Um ponto que João Daniel acerta muito bem é a questão da Mitologia Yorubá. Pelo menos em parte! Ele retrata muito bem como a religião de matriz africana esta inserida no cotidiano do negro baiano do início do século XX. Em um determinado momento vê-se quase uma aula de sobre orixás que se encaixa muito bem no contexto do filme e é muito interessante! E não posso aqui deixar de mencionar o papel de Exu no filme. Interpretado por Sérgio Laurentino, Exu é uma peça fundamental na transformação de Besouro num mito, ou melhor, num marco. A representação do ator é extraordinária e empolgante. Acho que um dos poucos atores que a meu ver conseguiram ter destaque interpretativo foi Sérgio, junto com Macalé dos Santos e Irandhir Santos, (Quaderna de A Pedra do Reino) o capataz da fazenda. A maioria dos outros personagens principais é interpretada de maneira pouco convincente, inclusive a Dinorá, Quero-quero e o Coronel, respectivamente Jéssica Barbosa, Anderson Santos e Flávio Rocha.

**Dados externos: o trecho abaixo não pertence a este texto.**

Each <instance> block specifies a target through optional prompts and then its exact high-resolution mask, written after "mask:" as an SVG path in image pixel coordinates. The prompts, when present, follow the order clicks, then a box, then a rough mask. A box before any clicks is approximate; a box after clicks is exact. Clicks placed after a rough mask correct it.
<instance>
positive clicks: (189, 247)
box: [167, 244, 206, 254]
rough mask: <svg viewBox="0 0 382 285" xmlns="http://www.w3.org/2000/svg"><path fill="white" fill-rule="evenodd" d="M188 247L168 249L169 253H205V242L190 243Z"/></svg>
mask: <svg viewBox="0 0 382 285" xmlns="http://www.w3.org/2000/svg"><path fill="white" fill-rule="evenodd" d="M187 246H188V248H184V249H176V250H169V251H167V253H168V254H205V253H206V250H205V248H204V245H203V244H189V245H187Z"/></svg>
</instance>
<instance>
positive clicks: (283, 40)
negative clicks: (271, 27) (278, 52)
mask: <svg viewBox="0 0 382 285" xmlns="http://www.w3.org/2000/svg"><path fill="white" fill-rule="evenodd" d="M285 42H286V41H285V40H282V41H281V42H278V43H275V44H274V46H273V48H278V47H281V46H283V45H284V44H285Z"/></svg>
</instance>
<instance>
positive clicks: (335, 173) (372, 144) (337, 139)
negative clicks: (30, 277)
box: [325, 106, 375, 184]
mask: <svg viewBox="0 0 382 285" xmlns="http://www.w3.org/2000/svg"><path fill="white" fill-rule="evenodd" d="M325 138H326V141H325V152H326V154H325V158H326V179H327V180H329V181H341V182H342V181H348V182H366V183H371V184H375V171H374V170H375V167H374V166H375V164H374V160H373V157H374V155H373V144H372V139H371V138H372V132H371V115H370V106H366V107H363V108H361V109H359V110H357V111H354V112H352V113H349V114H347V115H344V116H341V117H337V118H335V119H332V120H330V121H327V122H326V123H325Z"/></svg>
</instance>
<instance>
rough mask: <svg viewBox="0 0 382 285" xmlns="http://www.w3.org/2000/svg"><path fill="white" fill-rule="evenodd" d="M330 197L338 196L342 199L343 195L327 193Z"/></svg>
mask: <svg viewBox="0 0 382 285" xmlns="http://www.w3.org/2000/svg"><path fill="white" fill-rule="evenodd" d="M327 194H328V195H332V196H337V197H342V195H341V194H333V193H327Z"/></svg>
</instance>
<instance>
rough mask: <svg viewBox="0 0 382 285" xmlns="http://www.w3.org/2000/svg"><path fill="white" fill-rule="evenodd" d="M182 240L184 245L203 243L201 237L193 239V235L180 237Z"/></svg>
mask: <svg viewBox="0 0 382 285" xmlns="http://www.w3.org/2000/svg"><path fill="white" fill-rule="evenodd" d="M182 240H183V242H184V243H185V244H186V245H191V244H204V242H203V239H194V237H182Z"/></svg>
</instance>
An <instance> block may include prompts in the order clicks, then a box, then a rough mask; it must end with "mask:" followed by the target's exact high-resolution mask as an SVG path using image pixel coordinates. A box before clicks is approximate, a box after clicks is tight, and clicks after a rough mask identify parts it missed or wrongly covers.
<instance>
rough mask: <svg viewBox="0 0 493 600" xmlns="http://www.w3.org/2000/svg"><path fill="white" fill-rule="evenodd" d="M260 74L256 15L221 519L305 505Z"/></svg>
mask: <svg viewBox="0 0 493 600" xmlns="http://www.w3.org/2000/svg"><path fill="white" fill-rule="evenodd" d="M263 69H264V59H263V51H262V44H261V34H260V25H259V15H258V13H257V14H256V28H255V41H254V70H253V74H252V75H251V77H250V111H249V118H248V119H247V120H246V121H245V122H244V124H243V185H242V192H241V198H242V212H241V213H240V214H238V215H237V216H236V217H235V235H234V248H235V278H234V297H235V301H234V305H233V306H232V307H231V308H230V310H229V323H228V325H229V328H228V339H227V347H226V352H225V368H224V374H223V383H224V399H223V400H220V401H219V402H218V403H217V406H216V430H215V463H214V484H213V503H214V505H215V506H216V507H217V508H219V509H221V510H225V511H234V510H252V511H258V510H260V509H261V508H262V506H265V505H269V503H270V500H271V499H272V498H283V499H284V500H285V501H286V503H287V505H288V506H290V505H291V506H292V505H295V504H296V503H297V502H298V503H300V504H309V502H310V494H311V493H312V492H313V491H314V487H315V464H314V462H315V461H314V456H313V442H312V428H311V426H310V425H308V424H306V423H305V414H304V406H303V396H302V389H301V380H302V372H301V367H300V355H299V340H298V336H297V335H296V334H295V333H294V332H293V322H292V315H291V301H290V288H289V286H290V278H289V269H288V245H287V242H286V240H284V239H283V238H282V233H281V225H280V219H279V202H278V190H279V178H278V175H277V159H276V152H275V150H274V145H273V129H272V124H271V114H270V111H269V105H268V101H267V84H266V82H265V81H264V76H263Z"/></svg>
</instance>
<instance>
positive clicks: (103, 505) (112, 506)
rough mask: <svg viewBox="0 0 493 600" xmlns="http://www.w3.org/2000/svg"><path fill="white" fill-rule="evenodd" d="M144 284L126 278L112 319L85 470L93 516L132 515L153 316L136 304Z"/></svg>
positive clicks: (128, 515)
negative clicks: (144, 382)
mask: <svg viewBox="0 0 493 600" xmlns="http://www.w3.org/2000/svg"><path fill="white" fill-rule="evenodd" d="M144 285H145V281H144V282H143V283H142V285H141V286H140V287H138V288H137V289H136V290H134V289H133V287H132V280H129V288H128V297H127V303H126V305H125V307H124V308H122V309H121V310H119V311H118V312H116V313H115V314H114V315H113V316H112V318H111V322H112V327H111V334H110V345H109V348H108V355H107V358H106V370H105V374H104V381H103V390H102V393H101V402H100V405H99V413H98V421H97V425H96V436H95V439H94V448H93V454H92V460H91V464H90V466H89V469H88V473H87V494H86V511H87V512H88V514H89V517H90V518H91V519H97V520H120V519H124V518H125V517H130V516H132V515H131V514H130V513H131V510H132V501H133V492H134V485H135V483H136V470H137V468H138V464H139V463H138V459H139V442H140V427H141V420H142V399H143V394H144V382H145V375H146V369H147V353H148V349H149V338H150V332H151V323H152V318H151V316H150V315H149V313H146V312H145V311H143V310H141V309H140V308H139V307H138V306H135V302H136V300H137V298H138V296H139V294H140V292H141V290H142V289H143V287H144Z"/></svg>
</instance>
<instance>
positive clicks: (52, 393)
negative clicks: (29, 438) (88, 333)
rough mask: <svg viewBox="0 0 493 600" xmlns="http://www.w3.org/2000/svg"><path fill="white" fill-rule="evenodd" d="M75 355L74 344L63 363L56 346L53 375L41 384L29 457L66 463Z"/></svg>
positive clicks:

Enfim caros colegas, Besouro, como um filme de ação, deixa a desejar! Quero deixar claro que o faz no sentido de que poderíamos ver mais ação, menos relutância da parte do herói, mais empolgação na interpretação de alguns atores e etc. Agora no que diz respeito aos valores e idéias que a obra traz para uma discussão é muito importante. Na academia, por exemplo, o filme pode ser visto como pano de fundo para discussões profundas a respeito de racismo e questões de gênero e resistência, pois isso é facilmente visualizado na obra. As idéias do sincretismo e da valorização da cultura negra, principalmente das religiões de matrizes africanas, também podem ser discutidas a partir do filme. Ou seja, é um grande leque de possibilidades.
Ressalto que esse é meu ponto de vista, agora cabe a você ver o filme e analisar o dito cujo. E finalmente, não tenho mais nada a dizer, repito aqui o mesmo parágrafo das outras resenhas – essa é a quarta. Mais uma vez, aguardo respostas. Bem, é C³ é Cotinha é ao Cubo e esse é o título da resenha! Até a próxima.